A solution of (-)1-chloro-1-phenylethane in toluene racemises slowly in the presence of a small amount of $$SbCl_5$$, due to the formation of :

We are given that $$(-)-1$$-chloro-1-phenylethane dissolves in toluene and racemises slowly when a small amount of $$SbCl_5$$ is added.

First, let us understand the structure. 1-Chloro-1-phenylethane is:

$$C_6H_5 - CHCl - CH_3$$

The carbon bearing the chlorine atom (C-1) has four different groups: $$-C_6H_5$$, $$-CH_3$$, $$-Cl$$, and $$-H$$. This makes it a chiral centre, and the compound is optically active (it is given as the ($$-$$) enantiomer).

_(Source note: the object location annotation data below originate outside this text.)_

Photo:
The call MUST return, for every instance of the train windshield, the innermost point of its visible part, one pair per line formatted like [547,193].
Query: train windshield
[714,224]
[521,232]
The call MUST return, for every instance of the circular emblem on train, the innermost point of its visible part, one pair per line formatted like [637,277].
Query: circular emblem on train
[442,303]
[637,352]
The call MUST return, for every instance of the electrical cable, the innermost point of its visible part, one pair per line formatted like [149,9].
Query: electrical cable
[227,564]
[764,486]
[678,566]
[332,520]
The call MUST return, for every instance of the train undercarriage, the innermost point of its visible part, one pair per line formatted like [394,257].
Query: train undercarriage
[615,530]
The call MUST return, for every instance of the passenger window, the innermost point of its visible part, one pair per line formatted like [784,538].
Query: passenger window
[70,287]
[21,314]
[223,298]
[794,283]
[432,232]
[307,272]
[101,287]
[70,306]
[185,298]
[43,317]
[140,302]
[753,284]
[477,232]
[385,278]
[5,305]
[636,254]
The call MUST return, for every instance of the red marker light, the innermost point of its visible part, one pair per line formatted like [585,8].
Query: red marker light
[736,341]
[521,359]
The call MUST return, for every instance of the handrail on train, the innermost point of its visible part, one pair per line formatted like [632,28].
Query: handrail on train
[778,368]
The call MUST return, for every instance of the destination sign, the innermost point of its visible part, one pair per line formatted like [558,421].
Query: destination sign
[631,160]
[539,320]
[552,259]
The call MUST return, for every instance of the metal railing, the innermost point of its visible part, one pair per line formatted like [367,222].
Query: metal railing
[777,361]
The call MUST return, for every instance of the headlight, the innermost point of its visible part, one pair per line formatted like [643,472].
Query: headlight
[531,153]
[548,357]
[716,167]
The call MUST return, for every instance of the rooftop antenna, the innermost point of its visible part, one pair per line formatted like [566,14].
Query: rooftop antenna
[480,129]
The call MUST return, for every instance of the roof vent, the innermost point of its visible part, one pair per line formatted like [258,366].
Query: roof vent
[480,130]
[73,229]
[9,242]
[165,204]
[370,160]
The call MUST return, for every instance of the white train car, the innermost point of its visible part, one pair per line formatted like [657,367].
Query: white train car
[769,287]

Now, $$SbCl_5$$ is a strong Lewis acid. It can accept the lone pair from the chlorine atom of the organic substrate:

$$C_6H_5CHClCH_3 + SbCl_5 \rightarrow C_6H_5CH^+CH_3 + SbCl_6^-$$

Here, $$SbCl_5$$ abstracts the $$Cl^-$$ from the chiral carbon, generating a carbocation at that carbon.

The resulting carbocation $$C_6H_5CH^+CH_3$$ is a secondary benzylic carbocation. The positive charge is stabilised by resonance with the phenyl ring. Crucially, this carbocation is $$sp^2$$ hybridised and therefore has a planar geometry (trigonal planar around the positively charged carbon).

Because the carbocation is planar, when the $$Cl^-$$ (from $$SbCl_6^-$$) attacks back, it can approach from either face of the plane with equal probability:

(i) Attack from one face regenerates the original $$(-)$$ enantiomer.

(ii) Attack from the opposite face generates the $$(+)$$ enantiomer.

Over time, a 50:50 mixture of both enantiomers (a racemic mixture) is formed, and the optical rotation drops to zero. This is the observed racemisation.

The key intermediate responsible for racemisation is the planar carbocation.

Note: A free radical (Option B) would require homolytic cleavage, but $$SbCl_5$$ is a Lewis acid that promotes heterolytic (ionic) cleavage. A carbanion (Option C) would require removal of $$H^+$$, not $$Cl^-$$. A carbene (Option D) would require loss of $$HCl$$, which is not the mechanism here.

The correct answer is Option A: Carbocation.